Если бы это было так, он перестал бы быть носителем истины, а стал бы „образцом“.
Ведь и внешне он не прекрасен, он обыкновенен даже, у него обычная, натуральная грязь и кровь размазаны по лицу, и хитон у него ветхий».
А дальше о спиритуалах, о секте, отколовшейся от францисканцев.
«Спиритуалы считали: человек не нуждается ни в чем, он покорен истине. Истина всегда враждебна окружающему миру, она всегда с ним в конфликте.
Но как только истина становится „правдой“, как только она канонизируется, она перестает быть истиной, окаменевает, она превращается в догму».
Елена Александровна приносит нам по очереди чай. Улыбается мне и уходит.

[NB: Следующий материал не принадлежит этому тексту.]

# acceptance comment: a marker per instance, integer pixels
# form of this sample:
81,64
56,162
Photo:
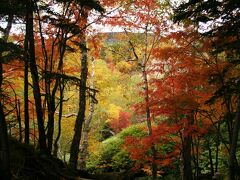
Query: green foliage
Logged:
111,156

Мы пьем чай. Звенит ложечка в стакане с подстаканником у Михаила Михайловича, он помешивает сахар, отхлебывает. И вставляет в мундштук сигарету. Мы закуриваем.
Я напоминаю о спиритуалах, об истине.
«Да, да, спиритуалы… — Он стряхивает пепел в пепельницу. — Спиритуалы считали, что именно в том истина, что Христос родился в Иудее, а не в Риме, что он из Назарета, а не царь, что родился он в скотских яслях.
Но главное: именно то важно, что нельзя доказать по-настоящему его существование.
Как только появляются подобные реалии, так все исчезает, исчезает вера и истина. Она превращается в классификацию.
Истина ирреальна, она в душе. Человек следует истине, истина освещает путь (о себе он?.. — И. К.).
С ним истина, и он не нуждается в признании, в проповедях, ни в чем. Только — „отойди от зла…“».
Опять заходил в бывшую тюрьму. Ступеньки железные, они изъедены временем, они как железные зубы, потому что у основания сплошь и рядом узкие дыры, и ступеньки визжат.
Вечером долго был у Бахтина. Наш разговор, ответы его на вопросы.
«Жить по велению совести? Да. Но тем самым поступки человека, разумеется, часто или почти всегда не совпадают с узаконенным, писаным и неписаным. Только одной внутренней человеческой силы нравственной еще недостаточно. Здесь-то и нужна высшая помощь.
Однако это не та помощь, когда ты сознательно представляешь, что тебе помогает высшее существо. Это иллюзия. Четкое осознание такого воздействия — это уже акт человеческого сознания. Заблуждение сознания.
Подлинное — это когда „снисходит благодать“. Но ее нельзя „закрепить“ и, понятно, канонизировать, иначе опять превратится в иллюзию. Человек ее только чувствует. Это неуловимое».